The man, Loki, snarled as he yanked himself free of the curtains. Somewhere in the fall, the giant antlers had fallen off. Black hair brushed the green cape. The scepter was buzzing and out of rage, he released another bolt. This one was easier to dodge. 

"Go NOW!" Beyond the bright lights of the stage, she heard people scrambling for the exit and above the din, she heard their voices guiding people to safety. So, damage control dealt with. 

Big, Ugly and Pissed— eh, not so much. The scepter fired again, a roar leaving his lips. 

Buffy rolled, and laying low, she threw one piece directly at his face. Loki knocked it aside, his teeth bared. He shot at her again. This time she leaped forward and in the air, she hurled the second half. Again, he blew it away but didn't expect the fistful of Buffy that immediately collided with his face. He stumbled, his surprise evident. 

"You're strong," he chuckled. "Stronger than most Midgardians." 

"I'm also a natural blonde and I like shopping on the weekends, but hey let's not get too serious just yet.
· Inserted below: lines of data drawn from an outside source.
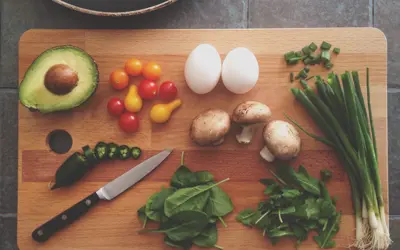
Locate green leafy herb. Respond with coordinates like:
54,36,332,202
137,153,233,249
164,178,229,217
236,164,339,247
139,211,208,241
193,224,218,247
313,213,341,248
137,206,148,228
236,208,256,226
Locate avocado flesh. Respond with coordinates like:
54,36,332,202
19,46,98,113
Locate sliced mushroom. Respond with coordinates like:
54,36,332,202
260,120,301,162
232,101,272,144
190,109,231,146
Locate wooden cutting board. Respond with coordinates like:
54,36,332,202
18,28,388,250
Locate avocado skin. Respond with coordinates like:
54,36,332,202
18,45,99,114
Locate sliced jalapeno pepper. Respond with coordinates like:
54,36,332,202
107,143,118,160
131,147,142,160
94,141,109,161
82,145,99,167
118,145,131,160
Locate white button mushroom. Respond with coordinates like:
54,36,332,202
260,120,301,162
222,48,259,94
190,109,231,146
185,44,222,94
232,101,272,144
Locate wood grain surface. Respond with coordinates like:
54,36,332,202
18,28,388,250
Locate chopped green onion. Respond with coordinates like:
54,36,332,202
284,51,296,61
296,69,308,80
301,46,312,55
321,41,332,50
321,50,331,63
294,51,303,57
333,48,340,55
308,42,318,52
325,62,333,69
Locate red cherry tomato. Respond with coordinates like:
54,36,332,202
119,112,139,133
110,69,129,90
143,62,161,81
138,79,158,100
158,81,178,101
107,97,125,116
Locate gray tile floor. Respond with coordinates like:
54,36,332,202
0,0,400,250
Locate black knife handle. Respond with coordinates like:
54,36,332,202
32,192,100,242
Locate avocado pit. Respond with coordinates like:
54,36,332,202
44,64,79,95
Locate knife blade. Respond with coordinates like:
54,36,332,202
32,149,172,242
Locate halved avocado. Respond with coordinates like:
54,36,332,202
19,46,99,113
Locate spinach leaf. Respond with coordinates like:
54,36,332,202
193,224,218,247
205,186,233,217
145,188,175,221
314,213,341,248
282,188,302,199
137,206,148,228
236,208,256,226
164,179,229,217
164,236,192,250
291,223,308,244
139,211,208,242
208,216,218,223
170,165,192,188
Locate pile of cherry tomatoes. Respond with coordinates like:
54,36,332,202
107,58,178,133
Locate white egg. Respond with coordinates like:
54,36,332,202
222,48,260,94
185,44,222,94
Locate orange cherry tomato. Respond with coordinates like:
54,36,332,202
110,69,129,90
143,62,161,81
125,58,143,76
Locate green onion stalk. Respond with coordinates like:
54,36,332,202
287,68,392,250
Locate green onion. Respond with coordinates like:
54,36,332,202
284,51,296,61
289,70,392,250
321,41,332,50
321,50,331,63
324,62,333,69
308,42,318,52
333,48,340,55
301,46,312,55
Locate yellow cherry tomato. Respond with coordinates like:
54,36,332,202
124,85,143,113
125,58,143,76
143,62,161,81
150,99,182,123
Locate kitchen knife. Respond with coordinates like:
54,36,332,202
32,149,172,242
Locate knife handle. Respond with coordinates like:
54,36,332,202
32,192,100,242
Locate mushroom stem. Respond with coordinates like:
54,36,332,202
236,125,254,144
260,146,275,162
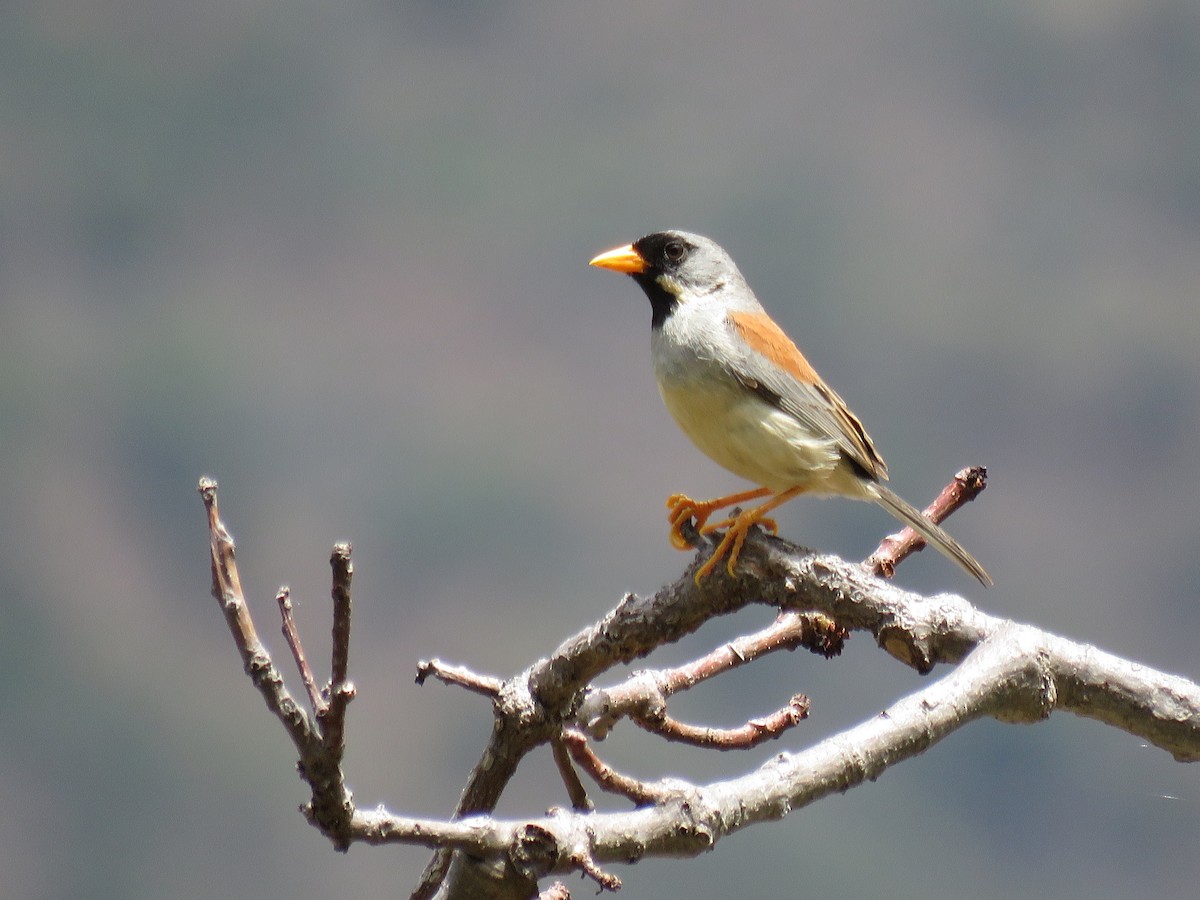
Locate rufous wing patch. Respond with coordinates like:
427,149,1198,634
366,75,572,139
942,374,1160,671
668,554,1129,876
730,312,888,481
730,312,821,384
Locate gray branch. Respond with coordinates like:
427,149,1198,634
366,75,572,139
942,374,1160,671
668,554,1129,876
200,480,1200,898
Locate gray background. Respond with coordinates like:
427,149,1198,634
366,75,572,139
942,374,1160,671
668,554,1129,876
0,0,1200,898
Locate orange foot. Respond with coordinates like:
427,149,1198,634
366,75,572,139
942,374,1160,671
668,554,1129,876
667,487,770,550
691,487,804,584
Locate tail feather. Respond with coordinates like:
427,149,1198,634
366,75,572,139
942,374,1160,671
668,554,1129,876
870,482,995,587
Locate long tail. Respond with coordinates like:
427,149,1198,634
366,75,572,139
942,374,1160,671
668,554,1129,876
870,482,995,588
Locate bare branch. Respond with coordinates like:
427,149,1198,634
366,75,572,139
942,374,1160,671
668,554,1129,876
317,544,355,766
866,466,988,578
200,479,1200,898
416,659,503,700
563,731,674,806
576,611,850,740
198,478,319,756
275,584,325,715
550,734,595,812
631,694,809,750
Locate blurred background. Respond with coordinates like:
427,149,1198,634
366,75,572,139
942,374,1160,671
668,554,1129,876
0,0,1200,898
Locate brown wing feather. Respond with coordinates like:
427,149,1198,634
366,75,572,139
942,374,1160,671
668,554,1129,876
728,311,888,481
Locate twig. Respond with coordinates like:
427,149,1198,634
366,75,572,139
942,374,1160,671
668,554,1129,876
865,466,988,578
275,584,325,715
550,734,595,812
416,658,504,700
631,694,809,750
563,731,676,806
198,478,319,756
575,610,850,740
571,847,620,890
317,544,358,764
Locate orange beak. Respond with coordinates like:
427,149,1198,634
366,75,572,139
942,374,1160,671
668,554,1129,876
588,244,646,275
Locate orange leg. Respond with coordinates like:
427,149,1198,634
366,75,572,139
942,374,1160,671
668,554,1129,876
696,487,804,584
667,487,770,550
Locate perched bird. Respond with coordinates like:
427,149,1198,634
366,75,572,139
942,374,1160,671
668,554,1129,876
592,232,992,584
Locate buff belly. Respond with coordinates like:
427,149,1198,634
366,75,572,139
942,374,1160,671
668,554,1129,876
659,377,844,496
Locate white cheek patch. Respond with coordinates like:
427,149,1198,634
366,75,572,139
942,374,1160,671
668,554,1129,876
654,275,683,300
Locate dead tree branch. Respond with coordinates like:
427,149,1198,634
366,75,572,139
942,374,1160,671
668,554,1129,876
200,473,1200,898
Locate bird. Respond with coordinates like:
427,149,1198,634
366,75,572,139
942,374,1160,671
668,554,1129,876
590,230,992,586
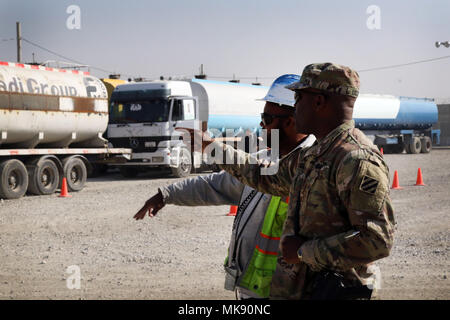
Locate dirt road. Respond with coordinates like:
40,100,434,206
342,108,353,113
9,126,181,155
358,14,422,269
0,149,450,299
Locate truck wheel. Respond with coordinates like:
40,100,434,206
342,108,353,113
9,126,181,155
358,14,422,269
409,137,422,154
392,143,405,153
120,166,139,178
0,159,28,199
405,143,411,153
420,136,431,153
171,149,192,178
63,158,87,191
28,159,59,195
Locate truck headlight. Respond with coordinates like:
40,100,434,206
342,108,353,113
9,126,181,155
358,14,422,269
145,141,156,148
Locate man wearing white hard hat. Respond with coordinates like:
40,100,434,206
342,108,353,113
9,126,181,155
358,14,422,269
134,74,315,299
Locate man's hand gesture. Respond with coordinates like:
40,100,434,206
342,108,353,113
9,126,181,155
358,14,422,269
134,191,165,220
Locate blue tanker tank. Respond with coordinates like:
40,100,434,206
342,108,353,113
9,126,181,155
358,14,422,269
353,94,438,130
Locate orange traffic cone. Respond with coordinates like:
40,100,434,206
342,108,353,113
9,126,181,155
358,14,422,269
227,206,237,216
59,177,71,198
391,170,403,189
415,168,425,186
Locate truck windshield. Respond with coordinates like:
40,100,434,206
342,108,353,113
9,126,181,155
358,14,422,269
109,99,170,123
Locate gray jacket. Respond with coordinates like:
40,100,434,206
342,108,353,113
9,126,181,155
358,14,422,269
159,135,315,298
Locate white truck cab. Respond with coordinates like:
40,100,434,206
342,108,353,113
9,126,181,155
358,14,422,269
108,81,200,177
I was having a lot of fun kicking your ass." 

Loki's eyes narrowed as he twirled the scepter. They began pacing each other in circles. "You think this a game? Perhaps you have yet to make contact with unlimited power." 

"Well, my fist made contact with your face. How am I doing so far?" 

He lunged out, she ducked. He spun on his heel, his leg swinging over her head. Again, she ducked and kicked his back as he faced away from her. He stumbled but immediately swung back with the scepter. She dodged. She dodged a fist, a kick, a swing, a dive. It was all she could do to keep from being swatted like a fly. 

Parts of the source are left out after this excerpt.